Secretria diz que foi ameaada por ministro de Bolsonaro

 

Letícia Dornelles diz que está com a “consciência tranquila” após receber o aviso, nesta quinta-feira (14), de sua exoneração do cargo de presidente da Casa de Rui Barbosa, fundação que ela dirigia desde 2019, por indicação do deputado Marco Feliciano (PL). Jornalista por formação e roteirista de novelas, ela afirma, ao EXTRA, que vinha sofrendo ameaças e assédio moral de Mario Frias, ex-secretário de Cultura. E que a sua demissão é resultado de uma “perseguição”.

A gota d’água para o afastamento de Letícia veio à tona na última semana, conforme noticiou o colunista do GLOBO Lauro Jardim. Na visita técnica a Casa de Rui Barbosa realizada pelos integrantes da equipe da área de Cultura da transição, a diretora da instituição teria entregado ao grupo um documento contra seu ex-superior hierárquico, que chefiou a Secretaria de Cultura de Jair Bolsonaro durante dois anos. Questionada, Letícia nega que tenha elaborado qualquer dossiê.

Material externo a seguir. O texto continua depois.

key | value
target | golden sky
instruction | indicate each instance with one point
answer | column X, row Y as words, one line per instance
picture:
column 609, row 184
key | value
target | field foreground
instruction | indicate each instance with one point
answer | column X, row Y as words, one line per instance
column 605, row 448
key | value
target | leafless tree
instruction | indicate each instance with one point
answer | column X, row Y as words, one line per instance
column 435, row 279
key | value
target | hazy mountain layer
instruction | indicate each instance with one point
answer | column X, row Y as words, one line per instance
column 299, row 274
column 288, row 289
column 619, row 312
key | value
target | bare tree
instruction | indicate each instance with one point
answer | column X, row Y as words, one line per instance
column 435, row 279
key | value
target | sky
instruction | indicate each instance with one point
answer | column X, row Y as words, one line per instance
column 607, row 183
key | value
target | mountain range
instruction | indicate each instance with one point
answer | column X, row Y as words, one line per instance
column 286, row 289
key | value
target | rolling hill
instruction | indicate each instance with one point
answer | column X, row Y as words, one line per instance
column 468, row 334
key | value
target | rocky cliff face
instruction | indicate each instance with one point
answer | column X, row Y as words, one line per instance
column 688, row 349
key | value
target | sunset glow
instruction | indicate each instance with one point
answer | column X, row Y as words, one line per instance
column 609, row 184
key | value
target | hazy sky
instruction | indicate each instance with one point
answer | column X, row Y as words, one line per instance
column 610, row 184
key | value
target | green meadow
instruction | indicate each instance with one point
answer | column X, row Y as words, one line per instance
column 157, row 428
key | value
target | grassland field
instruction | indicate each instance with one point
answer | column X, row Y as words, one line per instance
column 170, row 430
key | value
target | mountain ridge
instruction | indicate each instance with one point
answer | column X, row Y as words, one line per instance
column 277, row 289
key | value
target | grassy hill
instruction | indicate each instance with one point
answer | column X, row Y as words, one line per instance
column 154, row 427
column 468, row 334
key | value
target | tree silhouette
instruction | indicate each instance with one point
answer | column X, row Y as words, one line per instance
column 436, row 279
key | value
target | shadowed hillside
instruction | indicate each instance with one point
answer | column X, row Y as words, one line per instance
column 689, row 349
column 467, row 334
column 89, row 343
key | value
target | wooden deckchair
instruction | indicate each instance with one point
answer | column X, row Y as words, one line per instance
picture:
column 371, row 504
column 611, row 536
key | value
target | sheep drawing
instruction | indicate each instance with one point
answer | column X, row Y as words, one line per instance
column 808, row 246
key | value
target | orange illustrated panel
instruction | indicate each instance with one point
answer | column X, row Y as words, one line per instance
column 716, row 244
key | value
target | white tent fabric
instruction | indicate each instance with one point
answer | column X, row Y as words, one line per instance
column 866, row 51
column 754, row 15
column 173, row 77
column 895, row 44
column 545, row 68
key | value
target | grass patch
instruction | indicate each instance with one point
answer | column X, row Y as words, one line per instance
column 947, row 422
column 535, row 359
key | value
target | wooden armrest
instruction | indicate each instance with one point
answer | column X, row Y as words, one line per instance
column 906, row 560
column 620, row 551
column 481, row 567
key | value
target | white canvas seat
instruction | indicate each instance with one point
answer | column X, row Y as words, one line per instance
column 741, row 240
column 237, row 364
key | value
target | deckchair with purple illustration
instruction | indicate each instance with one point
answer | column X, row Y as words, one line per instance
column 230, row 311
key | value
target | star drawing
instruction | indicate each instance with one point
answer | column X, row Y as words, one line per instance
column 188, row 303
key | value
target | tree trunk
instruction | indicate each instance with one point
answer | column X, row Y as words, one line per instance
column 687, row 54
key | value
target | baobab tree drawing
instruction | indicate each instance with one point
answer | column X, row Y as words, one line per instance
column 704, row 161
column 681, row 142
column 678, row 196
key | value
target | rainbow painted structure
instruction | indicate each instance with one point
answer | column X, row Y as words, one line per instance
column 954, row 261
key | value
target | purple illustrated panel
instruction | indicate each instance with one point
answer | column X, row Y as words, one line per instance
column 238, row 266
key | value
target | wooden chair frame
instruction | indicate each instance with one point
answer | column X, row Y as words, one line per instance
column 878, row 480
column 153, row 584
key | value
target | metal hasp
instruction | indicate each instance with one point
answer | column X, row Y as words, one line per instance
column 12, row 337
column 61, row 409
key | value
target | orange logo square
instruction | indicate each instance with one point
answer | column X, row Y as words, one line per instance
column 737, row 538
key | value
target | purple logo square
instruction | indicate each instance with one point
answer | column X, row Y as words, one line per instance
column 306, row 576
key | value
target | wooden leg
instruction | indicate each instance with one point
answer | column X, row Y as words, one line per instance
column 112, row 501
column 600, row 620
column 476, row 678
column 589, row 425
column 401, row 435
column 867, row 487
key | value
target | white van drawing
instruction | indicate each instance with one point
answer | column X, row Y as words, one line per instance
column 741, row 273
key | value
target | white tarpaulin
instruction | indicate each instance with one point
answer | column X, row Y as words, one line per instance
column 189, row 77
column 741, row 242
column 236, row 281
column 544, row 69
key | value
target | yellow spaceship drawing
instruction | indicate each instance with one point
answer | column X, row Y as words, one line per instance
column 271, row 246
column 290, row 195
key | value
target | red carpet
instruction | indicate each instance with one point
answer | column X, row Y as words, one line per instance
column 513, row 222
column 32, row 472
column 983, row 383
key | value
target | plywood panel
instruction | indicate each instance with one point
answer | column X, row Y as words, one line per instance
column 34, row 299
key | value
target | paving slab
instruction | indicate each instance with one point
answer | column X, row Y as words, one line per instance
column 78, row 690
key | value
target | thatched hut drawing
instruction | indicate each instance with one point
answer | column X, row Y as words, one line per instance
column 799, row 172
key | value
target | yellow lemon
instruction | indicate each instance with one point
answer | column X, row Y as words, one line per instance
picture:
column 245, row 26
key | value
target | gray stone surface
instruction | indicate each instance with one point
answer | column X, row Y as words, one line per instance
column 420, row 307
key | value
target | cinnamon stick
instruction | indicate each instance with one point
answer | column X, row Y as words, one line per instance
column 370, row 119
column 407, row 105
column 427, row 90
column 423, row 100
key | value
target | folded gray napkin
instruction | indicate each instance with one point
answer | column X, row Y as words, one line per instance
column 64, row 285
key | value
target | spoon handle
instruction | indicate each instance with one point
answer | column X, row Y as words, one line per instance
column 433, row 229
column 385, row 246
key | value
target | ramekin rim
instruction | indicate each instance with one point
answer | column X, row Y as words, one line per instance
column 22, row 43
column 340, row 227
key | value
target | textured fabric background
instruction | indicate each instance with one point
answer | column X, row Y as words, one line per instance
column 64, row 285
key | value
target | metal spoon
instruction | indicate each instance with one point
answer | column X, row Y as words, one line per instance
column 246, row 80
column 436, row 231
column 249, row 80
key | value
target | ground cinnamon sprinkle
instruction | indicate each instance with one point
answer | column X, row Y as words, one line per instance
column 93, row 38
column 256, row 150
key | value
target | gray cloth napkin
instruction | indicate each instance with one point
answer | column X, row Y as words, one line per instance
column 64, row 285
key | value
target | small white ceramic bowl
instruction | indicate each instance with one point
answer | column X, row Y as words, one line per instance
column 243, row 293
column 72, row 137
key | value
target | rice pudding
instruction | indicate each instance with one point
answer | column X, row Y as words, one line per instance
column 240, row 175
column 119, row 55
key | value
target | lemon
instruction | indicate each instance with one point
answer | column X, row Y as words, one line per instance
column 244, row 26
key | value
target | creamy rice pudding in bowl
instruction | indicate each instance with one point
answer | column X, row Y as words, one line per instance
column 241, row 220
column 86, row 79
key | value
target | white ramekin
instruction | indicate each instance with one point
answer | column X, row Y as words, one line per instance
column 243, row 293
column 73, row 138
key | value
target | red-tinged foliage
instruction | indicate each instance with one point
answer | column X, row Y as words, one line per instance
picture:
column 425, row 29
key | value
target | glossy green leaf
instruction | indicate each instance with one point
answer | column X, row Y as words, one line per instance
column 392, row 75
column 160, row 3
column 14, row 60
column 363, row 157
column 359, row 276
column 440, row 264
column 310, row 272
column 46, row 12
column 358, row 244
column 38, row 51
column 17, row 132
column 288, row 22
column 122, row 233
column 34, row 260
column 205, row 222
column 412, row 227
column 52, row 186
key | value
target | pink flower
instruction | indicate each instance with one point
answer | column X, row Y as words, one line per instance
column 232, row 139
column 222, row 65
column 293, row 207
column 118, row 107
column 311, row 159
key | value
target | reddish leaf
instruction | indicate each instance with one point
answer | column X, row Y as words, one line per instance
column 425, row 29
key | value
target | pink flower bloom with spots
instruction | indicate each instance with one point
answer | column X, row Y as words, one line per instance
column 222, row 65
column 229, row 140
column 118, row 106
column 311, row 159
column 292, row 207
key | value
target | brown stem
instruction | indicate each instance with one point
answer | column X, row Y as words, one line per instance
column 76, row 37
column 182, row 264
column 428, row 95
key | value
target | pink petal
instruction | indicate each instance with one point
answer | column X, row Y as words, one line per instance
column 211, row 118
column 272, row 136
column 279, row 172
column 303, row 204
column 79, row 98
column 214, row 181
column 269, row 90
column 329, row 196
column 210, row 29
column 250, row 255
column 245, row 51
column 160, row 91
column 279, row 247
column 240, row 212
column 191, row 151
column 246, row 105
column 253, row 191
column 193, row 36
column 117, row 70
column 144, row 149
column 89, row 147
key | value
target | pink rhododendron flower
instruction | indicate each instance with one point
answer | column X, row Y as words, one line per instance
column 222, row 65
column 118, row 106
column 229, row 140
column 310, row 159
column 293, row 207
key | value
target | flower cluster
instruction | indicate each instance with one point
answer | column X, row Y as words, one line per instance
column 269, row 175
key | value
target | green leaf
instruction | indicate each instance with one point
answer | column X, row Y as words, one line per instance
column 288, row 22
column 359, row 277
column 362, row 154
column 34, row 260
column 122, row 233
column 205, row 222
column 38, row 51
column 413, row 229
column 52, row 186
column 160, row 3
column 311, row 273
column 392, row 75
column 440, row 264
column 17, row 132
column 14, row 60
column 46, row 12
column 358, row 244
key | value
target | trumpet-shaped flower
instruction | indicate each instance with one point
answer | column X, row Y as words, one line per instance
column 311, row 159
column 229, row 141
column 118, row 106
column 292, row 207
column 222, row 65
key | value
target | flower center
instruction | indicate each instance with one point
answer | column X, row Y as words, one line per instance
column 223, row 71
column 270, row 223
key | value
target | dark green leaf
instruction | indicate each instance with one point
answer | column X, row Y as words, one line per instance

— Recebi, por dez minutos, a equipe de transição, como manda a lei e a ética — ela conta, ao relembrar o episódio. — Nunca tive embate (com Mario Frias). Recebi ameaças de Mario Frias, veladas, por terceiros. Eu trabalho, e talvez incomode por produzir Cultura. Honrei Rui Barbosa. Defendi a fundação, e impedi que ela fosse fechada. Fui perseguida, ameaçada e assediada.

Procurado pelo GLOBO, Mario Frias ressaltou que não tem interesse em comentar o assunto. Por meio de mensagem, respondeu com “kkkkkk”, para indicar que gargalhava, e afirmou: “Tenho que rir mesmo. Hoje sou apenas um deputado eleito”. Em seguida, pediu a este repórter, “com todo respeito”, como indicou, para “escrever o que quiser”, acusando este veículo por buscar “intriga e mentiras”.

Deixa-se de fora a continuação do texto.